Esta otrora famosa serie de televisión relataba las peripecias de Pedro (Picapiedra) y Pablo (Mármol). Pedro era un creador de ideas para cuya ejecución contaba con la complicidad de Pablo. El problema es que nunca salían bien.
No sé por qué, esta historia me recuerda la alianza (por no decir contubernio, porque la finalidad es censurable) entre Pedro (Sánchez) y Pablo (Iglesias) para aprobar los presupuestos para el ejercicio de 2019.
Por separado, uno y otro, no son de fiar.
Pedro (Sánchez) es lo que en el lenguaje llano denominaríamos un fantasma, un engreído, un vanidoso o, en asturiano, un «fatu».
Sus vídeos promocionales responden a esa personalidad. El último, en el que recibe a una niña en La Moncloa, es penoso. Además de haber hecho un «Sánchez», es decir, un plagio de un vídeo similar del Primer Ministro canadiense, el diálogo es simple, ramplón y falso. Recomendarle que hay que elegir a los mejores, él que tuvo ya dos bajas y mantiene en su puesto a una Ministra de Justicia que debería estar investigada y apartada de la carrera fiscal, a un Ministro sancionado por la Comisión de la Competencia y a una Portavoz que dejó de incluir en su declaración de bienes una auténtica fortuna, no parece que responda con el mejor ejemplo.
Pablo (Iglesias) es un vendedor de utopías, un creador de ilusiones ficticias, un provocador, un vividor de la política, un revolucionario, un fariseo, un hipócrita. Y también un embustero. Todavía resuenan en el aire aquellas manifestaciones en las que llamaba casta a los que después de abandonar el poder no retornaban a su barrio, con los suyos. Él ni siquiera esperó a ese momento; ya se instaló en un chalet de lujo. Cierto que algunas de sus propuestas son asumibles, sobre todo las que afectan a la ética y a la moralidad de la vida pública (que, por cierto, no se autoaplica), pero otras –las más– constituyen auténticos ataques al sistema, a los procedimientos.

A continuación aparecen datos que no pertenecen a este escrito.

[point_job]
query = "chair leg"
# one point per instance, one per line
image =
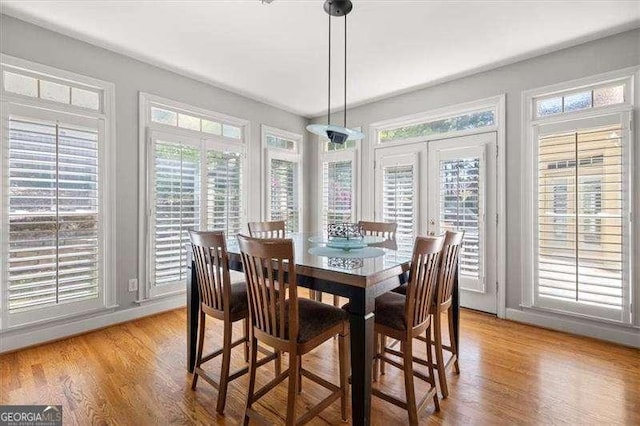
(253, 359)
(294, 360)
(299, 374)
(383, 344)
(432, 377)
(343, 354)
(437, 334)
(376, 355)
(201, 328)
(224, 371)
(245, 324)
(453, 338)
(409, 386)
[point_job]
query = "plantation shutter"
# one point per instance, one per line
(337, 190)
(580, 220)
(398, 192)
(54, 229)
(224, 195)
(176, 208)
(461, 209)
(284, 193)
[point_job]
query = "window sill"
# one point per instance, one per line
(160, 297)
(59, 319)
(538, 309)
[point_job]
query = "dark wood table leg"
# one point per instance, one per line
(193, 301)
(361, 320)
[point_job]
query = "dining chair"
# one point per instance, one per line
(380, 229)
(272, 229)
(406, 317)
(289, 325)
(222, 300)
(443, 303)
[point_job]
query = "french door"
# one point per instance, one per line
(440, 185)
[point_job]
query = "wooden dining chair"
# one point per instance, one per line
(380, 229)
(222, 300)
(443, 303)
(273, 229)
(288, 324)
(405, 318)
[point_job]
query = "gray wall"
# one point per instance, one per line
(599, 56)
(26, 41)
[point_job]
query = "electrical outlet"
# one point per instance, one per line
(133, 284)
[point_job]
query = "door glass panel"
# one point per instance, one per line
(460, 210)
(398, 202)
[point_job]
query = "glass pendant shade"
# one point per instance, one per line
(336, 134)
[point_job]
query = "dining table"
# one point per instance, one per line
(359, 275)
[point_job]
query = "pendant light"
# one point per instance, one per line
(335, 133)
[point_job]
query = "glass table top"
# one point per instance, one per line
(310, 251)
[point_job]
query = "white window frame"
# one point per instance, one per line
(630, 77)
(148, 129)
(292, 155)
(350, 154)
(54, 111)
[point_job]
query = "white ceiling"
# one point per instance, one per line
(277, 53)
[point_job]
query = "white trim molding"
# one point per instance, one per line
(23, 338)
(628, 336)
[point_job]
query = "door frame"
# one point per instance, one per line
(499, 104)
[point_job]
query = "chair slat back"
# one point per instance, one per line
(381, 229)
(212, 268)
(422, 279)
(448, 265)
(273, 229)
(269, 268)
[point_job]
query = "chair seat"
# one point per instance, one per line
(390, 310)
(238, 298)
(314, 318)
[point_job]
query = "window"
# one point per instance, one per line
(173, 117)
(196, 182)
(283, 181)
(581, 239)
(57, 215)
(337, 192)
(26, 83)
(177, 207)
(398, 202)
(461, 209)
(577, 101)
(338, 170)
(458, 123)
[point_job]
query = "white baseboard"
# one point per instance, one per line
(22, 338)
(617, 334)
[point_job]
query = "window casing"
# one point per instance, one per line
(194, 180)
(57, 216)
(579, 238)
(283, 178)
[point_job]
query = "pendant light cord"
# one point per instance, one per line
(345, 71)
(329, 91)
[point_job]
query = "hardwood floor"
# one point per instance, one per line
(134, 373)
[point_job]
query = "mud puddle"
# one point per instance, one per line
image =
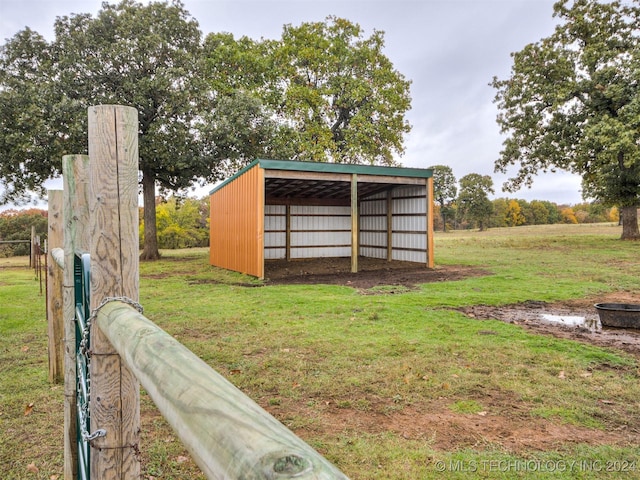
(574, 319)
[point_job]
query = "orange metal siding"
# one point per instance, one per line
(237, 224)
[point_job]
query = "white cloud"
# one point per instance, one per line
(449, 49)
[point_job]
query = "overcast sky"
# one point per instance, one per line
(449, 49)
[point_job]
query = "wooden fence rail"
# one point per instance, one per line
(228, 435)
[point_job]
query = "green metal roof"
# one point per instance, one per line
(297, 166)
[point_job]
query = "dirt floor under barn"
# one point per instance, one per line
(513, 430)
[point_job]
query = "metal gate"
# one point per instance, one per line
(82, 278)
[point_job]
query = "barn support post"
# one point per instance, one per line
(389, 225)
(354, 223)
(429, 229)
(288, 232)
(115, 392)
(55, 320)
(75, 175)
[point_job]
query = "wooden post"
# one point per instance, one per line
(389, 225)
(113, 185)
(75, 175)
(227, 433)
(55, 319)
(429, 229)
(32, 249)
(355, 247)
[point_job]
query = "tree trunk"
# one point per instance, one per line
(150, 250)
(629, 216)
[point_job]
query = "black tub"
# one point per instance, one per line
(621, 315)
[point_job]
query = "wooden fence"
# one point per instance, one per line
(228, 435)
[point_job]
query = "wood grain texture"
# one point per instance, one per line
(355, 248)
(228, 435)
(115, 397)
(75, 175)
(55, 319)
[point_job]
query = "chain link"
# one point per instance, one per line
(83, 411)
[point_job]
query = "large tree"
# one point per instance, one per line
(145, 56)
(474, 205)
(444, 191)
(329, 91)
(573, 102)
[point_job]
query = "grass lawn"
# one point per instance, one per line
(387, 384)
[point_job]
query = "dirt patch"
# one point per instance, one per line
(506, 425)
(372, 273)
(531, 316)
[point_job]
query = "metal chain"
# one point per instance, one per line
(83, 411)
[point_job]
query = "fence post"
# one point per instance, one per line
(55, 320)
(32, 248)
(115, 392)
(75, 175)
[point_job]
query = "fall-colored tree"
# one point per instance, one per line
(513, 215)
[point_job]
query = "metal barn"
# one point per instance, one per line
(283, 209)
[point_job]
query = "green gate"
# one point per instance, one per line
(82, 278)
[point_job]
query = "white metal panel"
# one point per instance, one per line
(320, 252)
(275, 253)
(409, 256)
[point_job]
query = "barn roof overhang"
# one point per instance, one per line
(288, 181)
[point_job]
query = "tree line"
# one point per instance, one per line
(466, 204)
(181, 223)
(184, 222)
(324, 91)
(207, 104)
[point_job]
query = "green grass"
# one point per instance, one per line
(320, 356)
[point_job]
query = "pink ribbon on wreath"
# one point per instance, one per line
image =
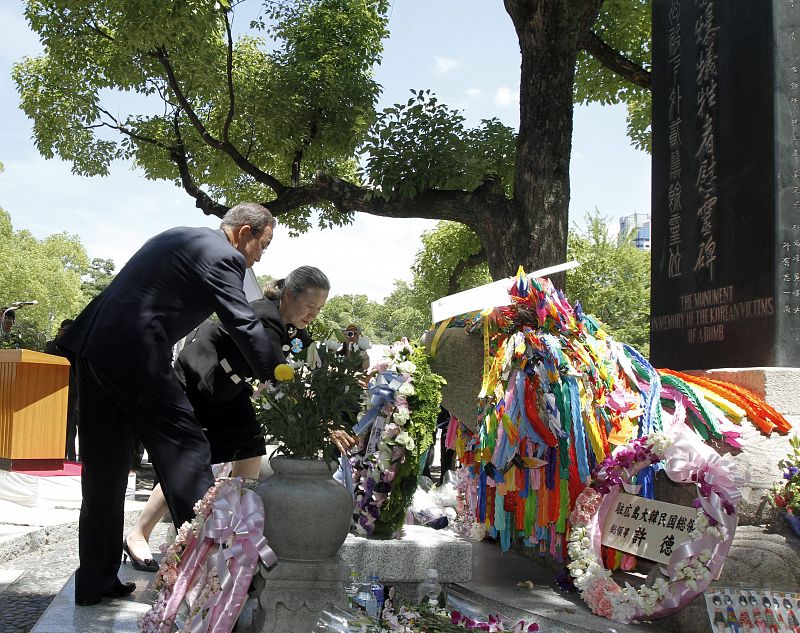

Juntos son un peligro. Pedro (Sánchez) hará lo que haga falta para seguir en el poder; Pablo (Iglesias) hará lo imposible para acabar con la Constitución, con la Monarquía, y abrirá las puertas a la desmembración de España.
La tramitación del presupuesto para 2019 ejemplifica bien a las claras el pelaje de estos personajes.
El presupuesto en cuestión es, en la forma, democráticamente ilícito; en el fondo, destructivo e irreal. No creo que existan precedentes en el mundo civilizado de un presupuesto negociado en una cárcel entre un golpista cuya pretensión es destruir el Estado y un sujeto que no forma parte del Gobierno de la Nación. Surrealista.
No creo tampoco que en una democracia consolidada se pueda permitir que la Ministra de Hacienda afirme que «rehará el presupuesto porque saltárselo es fácil».
El presupuesto se resume en más endeudamiento y en crecimiento de impuestos y, con esta combinación que a corto plazo conduce al paro y a la recesión, Pedro (Sánchez) lo único que pretende es ganar las próximas elecciones, cuya campaña le vamos a financiar todos los españoles.
La estimación de ingresos se parece a las cuentas del Gran Capitán, y el dato que mejor refleja esta afirmación es la cantidad que se pretende recaudar por fraude fiscal, olvidando que, en este tipo de procedimientos, el afianzamiento de la deuda por parte del sujeto pasivo supone la suspensión inmediata del procedimiento, con lo cual no se produce recaudación ni, por tanto, ingreso alguno. Es el comodín al que suelen acudir los malos gestores.
No obstante, Bruselas acabará tragando.
Lo dijo Churchill: Una nación que trate de lograr más prosperidad a base de impuestos es como un hombre metido en un cubo tratando de elevarse tirando del asa.